While Ebola has caused
more than 20 outbreaks in central Africa since it was first identified in 1976,
it is new to West Africa and has proved to be a much greater challenge to
control. President Sirleaf Johnson's moves will be difficult to enforce in a
country where even many government workers haven't accepted the existence or
epidemiology of the virus as scientific fact.
Local pastors and medicine
makers have all claimed the power to cure the disease, facilitating its spread.

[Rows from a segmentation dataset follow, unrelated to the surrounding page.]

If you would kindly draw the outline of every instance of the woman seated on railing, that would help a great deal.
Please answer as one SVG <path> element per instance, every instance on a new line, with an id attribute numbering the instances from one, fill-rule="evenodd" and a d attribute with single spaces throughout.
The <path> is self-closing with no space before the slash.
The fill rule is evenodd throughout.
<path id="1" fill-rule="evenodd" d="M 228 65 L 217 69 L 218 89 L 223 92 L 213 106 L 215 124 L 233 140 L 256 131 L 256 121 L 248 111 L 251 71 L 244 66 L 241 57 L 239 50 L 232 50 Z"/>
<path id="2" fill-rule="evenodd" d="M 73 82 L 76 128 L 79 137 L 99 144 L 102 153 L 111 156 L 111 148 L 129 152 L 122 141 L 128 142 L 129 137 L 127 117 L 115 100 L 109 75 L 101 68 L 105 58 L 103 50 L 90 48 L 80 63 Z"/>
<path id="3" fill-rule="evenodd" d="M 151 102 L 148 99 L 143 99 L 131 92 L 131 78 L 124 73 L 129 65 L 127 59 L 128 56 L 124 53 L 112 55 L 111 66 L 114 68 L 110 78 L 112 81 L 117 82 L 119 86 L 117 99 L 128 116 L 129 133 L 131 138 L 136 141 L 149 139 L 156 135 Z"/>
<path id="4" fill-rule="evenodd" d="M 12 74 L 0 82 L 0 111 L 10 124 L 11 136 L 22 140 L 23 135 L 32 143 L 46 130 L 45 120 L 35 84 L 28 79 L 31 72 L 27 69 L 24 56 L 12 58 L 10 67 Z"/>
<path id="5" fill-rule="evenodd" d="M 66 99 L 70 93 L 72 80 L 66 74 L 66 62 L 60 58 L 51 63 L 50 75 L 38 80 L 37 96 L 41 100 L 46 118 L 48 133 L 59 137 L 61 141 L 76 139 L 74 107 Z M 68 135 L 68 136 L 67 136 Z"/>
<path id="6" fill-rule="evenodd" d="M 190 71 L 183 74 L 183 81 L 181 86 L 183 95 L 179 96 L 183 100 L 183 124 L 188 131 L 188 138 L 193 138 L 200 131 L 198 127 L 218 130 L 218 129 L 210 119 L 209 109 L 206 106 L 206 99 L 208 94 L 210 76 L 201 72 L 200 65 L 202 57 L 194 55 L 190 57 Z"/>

Liberian officials on Monday were hoping that the rising death toll had begun
to persuade Liberians otherwise.
"I'm not sure
people are prepared to stay in a state of denial for much longer," said
the president's spokesman Jerolinmek Piah. "There'll be a change in
attitude."
Funerals in particular
are a point of transmission: Custom among West Africa's Muslim population holds
that bodies should be buried within 24 hours of death, with family members
often handling the corpse.
Government attempts to
alter funeral rites meet resistance from Liberians who refuse to let doctors in
protective suits deal with the bodies of their loved ones. Quarantining
sections of the capital, Monrovia, a densely packed city of 1.2 million people,
would prove difficult as neighborhoods blend together, demarcated from one
another by hard-to-police back alleys cutting between shacks.
And even convincing
Liberians that Ebola exists remains a challenge in a country where rumors fill
the void left by the lack of formal education. Large numbers there believe
Ebola is an evil spirit. One Liberia senator recently called it a scam by his
government.
"People love
rumors," said Mr. Nyenswah, the assistant health minister. "We're
trying to do what we can."
Liberian government
workers have been screening videos showing the effects of the disease in local
movie theaters. The government has been airing constant radio spots explaining
the Ebola virus. It has helped to change minds, Mr. Nyenswah said.